The message of the g7+group of conflict-affected and fragile countries is clear.Solutions to conflict and poverty only work when they are nationally-owned and led . That might seem obvious, but the international community has learned the hard way that externally-imposed priorities do not add up to peace and sustainable institutions that drive development.
The New Deal for Engagement in Fragile States is a set of partnership principles for ending conflict and poverty. Agreed by the g7+ member countries, it commits them to goals for inclusive politics, security, justice, laying the foundations for economic growth, and collecting revenues to provide services. These peacebuilding and statebuilding goals are the basis for fighting extreme poverty . The “deal” part of the equation hinges on compacts that bind together government, society and international partners towards the collective pursuit of these common goals, and mutual accountability for progress.
In 2015 and 2016, I led a team that reviewed the New Deal and the progress it has made so far. Suffice to say, simply signing up to the New Deal is not the panacea. Since its launch in 2011, the New Deal has been criticized for being too technical, for low uptake among national political leaders and international partners, and for not sufficiently involving society. But the New Deal could strike the definitive blow against extreme poverty in the next fifteen years . One billion people could escape extreme poverty by 2030 if countries can resolve conflict and crisis, and build inclusive, accountable and effective enough institutions. Writing off the New Deal before it has had time to gain momentum should be inconceivable. In fact I find the opposite; we need to redouble our efforts behind it, and fast.
The New Deal has already made one very important difference. The g7+ are global norm entrepreneurs. The New Deal has empowered the g7+ by elevating their messages on the world stage. In 2015, the world agreed that building peaceful and inclusive societies, access to justice and accountable, effective and inclusive institutions is a global development goal. This is history. It's the first time poor and fragile countries have shaped global goals, and it's the first time the world has agreed that peace, justice and institutions are universal development priorities.
Inside the g7+ countries, implementation has not always been easy. Ministries of Finance and Planning have proven crucial champions of the New Deal. They have found innovative ways to incorporate and measure progress in peacebuilding and statebuilding in national development strategies in Democratic Republic of the Congo, Liberia, Sierra Leone and Timor-Leste. In 2013, Somalia and the international community signed a New Deal Compact, which has helped to put government in the driving seat and to align aid to national priorities for peacebuilding and statebuilding.

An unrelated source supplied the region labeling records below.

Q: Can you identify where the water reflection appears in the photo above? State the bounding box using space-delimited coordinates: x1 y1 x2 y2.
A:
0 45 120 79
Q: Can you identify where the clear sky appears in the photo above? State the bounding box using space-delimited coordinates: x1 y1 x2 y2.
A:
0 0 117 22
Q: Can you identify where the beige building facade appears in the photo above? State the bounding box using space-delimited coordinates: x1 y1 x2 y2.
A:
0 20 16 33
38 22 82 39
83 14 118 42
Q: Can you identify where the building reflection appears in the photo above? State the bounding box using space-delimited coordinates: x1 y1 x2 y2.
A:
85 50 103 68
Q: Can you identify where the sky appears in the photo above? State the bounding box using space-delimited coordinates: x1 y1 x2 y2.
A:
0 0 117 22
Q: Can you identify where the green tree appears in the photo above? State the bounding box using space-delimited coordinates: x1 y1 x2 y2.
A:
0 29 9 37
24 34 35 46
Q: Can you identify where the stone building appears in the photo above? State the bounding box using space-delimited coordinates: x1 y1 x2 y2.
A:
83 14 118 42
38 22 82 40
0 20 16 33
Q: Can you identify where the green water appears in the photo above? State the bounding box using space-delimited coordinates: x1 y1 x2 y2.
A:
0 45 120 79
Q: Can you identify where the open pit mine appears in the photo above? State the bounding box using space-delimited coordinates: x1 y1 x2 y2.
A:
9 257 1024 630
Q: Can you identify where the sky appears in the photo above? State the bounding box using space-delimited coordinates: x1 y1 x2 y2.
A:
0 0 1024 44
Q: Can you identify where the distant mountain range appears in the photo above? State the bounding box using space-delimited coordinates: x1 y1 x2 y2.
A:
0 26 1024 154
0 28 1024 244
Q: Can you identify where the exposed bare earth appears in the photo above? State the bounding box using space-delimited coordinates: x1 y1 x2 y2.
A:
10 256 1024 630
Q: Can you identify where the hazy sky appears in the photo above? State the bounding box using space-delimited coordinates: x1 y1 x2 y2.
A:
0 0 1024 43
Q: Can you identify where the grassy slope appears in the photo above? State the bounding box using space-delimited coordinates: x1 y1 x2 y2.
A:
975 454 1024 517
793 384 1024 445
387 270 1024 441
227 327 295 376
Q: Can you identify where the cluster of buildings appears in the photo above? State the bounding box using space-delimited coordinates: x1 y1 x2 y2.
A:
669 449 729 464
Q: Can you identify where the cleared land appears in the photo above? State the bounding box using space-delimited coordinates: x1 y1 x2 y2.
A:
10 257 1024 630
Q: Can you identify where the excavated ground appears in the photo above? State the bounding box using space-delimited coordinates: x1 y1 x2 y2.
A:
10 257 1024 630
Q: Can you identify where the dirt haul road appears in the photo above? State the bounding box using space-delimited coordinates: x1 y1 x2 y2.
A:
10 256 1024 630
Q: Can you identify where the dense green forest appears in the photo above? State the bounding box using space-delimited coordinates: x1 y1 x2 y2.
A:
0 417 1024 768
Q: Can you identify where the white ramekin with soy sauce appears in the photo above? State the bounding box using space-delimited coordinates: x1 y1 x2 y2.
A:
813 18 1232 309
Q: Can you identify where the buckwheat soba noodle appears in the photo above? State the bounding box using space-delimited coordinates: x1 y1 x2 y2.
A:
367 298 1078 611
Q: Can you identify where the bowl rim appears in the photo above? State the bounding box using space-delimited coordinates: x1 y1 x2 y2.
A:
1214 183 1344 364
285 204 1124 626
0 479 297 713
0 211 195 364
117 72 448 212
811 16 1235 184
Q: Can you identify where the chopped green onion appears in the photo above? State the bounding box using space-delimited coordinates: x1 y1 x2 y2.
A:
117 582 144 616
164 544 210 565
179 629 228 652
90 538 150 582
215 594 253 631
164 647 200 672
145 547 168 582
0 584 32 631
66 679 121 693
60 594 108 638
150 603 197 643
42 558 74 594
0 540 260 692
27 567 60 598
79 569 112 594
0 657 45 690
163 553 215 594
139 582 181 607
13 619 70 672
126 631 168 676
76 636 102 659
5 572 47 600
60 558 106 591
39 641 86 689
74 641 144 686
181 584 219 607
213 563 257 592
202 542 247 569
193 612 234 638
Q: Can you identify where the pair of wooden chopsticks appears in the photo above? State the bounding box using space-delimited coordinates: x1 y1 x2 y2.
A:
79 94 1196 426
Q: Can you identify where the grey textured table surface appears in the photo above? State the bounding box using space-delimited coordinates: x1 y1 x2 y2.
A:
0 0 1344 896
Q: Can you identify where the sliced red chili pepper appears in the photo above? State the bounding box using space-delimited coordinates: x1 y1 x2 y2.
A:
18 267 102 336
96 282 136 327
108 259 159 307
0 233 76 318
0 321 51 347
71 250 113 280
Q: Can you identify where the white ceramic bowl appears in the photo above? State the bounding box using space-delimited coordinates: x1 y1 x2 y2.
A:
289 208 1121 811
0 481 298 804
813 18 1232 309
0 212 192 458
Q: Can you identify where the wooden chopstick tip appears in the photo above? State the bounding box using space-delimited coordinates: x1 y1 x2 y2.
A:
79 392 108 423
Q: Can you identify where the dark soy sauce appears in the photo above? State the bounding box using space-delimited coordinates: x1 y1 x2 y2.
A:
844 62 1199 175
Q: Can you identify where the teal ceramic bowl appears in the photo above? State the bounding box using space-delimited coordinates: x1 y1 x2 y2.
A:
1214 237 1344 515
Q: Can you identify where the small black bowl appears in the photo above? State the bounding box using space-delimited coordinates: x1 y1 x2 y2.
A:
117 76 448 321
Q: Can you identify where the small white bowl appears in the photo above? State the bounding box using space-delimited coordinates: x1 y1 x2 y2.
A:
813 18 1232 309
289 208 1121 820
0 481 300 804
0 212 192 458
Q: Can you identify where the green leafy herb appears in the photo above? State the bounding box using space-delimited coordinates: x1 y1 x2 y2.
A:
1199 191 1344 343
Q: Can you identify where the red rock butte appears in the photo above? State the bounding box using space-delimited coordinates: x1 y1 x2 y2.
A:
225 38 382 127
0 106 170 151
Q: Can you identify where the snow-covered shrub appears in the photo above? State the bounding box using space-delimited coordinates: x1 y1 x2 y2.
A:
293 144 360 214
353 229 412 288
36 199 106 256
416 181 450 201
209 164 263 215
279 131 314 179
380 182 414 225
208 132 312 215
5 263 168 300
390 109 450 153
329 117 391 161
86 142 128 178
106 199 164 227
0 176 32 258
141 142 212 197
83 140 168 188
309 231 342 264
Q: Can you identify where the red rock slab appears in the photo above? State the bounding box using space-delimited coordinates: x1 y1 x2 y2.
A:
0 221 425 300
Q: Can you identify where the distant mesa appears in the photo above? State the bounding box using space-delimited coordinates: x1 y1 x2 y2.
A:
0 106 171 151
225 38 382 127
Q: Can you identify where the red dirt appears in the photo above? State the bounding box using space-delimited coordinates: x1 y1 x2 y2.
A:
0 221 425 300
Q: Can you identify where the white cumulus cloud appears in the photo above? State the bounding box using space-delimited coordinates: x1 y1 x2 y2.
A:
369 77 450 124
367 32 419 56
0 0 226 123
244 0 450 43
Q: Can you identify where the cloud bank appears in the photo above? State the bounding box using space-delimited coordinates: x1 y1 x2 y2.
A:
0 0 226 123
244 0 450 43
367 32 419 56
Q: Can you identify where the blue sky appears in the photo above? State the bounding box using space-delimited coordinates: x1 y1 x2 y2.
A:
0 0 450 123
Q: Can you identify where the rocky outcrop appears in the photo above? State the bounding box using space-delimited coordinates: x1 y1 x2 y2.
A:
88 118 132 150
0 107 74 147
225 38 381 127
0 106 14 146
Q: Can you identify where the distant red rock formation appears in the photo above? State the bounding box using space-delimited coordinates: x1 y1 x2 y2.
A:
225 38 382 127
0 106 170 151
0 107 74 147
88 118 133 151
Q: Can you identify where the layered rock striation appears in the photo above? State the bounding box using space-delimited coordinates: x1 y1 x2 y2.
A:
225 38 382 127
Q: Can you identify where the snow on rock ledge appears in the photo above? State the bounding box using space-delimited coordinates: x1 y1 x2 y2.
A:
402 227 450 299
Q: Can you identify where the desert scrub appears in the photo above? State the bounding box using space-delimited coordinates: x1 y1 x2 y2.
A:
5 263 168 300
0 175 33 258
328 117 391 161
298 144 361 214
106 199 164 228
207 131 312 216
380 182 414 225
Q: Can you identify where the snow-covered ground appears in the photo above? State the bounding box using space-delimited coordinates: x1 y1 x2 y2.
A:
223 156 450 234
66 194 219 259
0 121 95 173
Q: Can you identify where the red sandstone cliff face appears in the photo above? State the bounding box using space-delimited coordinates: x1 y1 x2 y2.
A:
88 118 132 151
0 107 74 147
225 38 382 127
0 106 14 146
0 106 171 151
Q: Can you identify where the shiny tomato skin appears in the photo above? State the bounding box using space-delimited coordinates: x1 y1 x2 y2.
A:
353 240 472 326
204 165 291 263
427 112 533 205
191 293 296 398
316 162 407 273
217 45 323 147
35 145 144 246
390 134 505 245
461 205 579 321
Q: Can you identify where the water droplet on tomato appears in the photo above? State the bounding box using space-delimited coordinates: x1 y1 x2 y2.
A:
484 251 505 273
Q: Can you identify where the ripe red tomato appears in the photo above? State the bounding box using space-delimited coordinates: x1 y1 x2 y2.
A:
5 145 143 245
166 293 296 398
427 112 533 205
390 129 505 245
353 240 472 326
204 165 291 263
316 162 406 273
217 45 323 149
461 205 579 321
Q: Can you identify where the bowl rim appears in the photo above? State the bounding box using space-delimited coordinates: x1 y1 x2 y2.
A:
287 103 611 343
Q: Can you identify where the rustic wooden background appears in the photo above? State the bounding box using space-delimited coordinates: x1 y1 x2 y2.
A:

But parliaments, the private sector, private citizens groups and media have too often been missing from the equation. South Sudan’s relapse into conflict, for example, followed a dialogue between government and partners that addressed building the state’s public finance mechanics, but not politics, security and justice; and opposition and civil society did not have a seat at the table. Without inclusive processes to set priorities, we can have little confidence that “what” we are pursuing and “how” will build peace – we are operating on too many assumptions.
These challenges reflect a need for political leaders to recommit to the principles of the New Deal, and especially to political processes that bind all relevant actors into a shared vision for what needs to happen and how to build peace and fight poverty. Leading national processes to assess the causes of crisis and to agree solutions is not easy, and so the g7+’s own fragile-to-fragile cooperation initiative promises to be an increasingly powerful mechanism for sharing advice and experience between g7+ countries.
International partners can do much more to fulfill their side of the New Deal bargain . g7+ governments and societies need time and political space to resolve conflict and crisis, and coherent, predictable and timely assistance to develop national institutions and to fill finance gaps. Yet, I found limited evidence of behavior change in the international community as a result of signing on to the New Deal. The breadth of the new Sustainable Development Goals could further fragment aid and development partners and so make matters worse, while the growing financial pressures on the humanitarian system can only be eased through investing more in fragile countries to prevent crisis and build self-reliance in the first place.
It is time to commit to a new package of smarter aid modalities that build institutions, resilience and self-reliance, and that are counter-cyclical to help countries in times of crisis. Actors should agree a traffic light system to hold themselves more accountable for innovation in support of nationally-owned and led plans.
If the New Deal didn't exist, it would need to be invented to strike the definitive blow against global poverty . It’s time to galvanize behind it, by mobilizing governments, citizens and partners behind a new generation of politically-led strategy, planning and programming, and new global and regional partnerships for leaving no-one behind by 2030. The world must now rally to the g7+ under the global pledge of Sustainable Development Goal 17 to partnerships for the goals.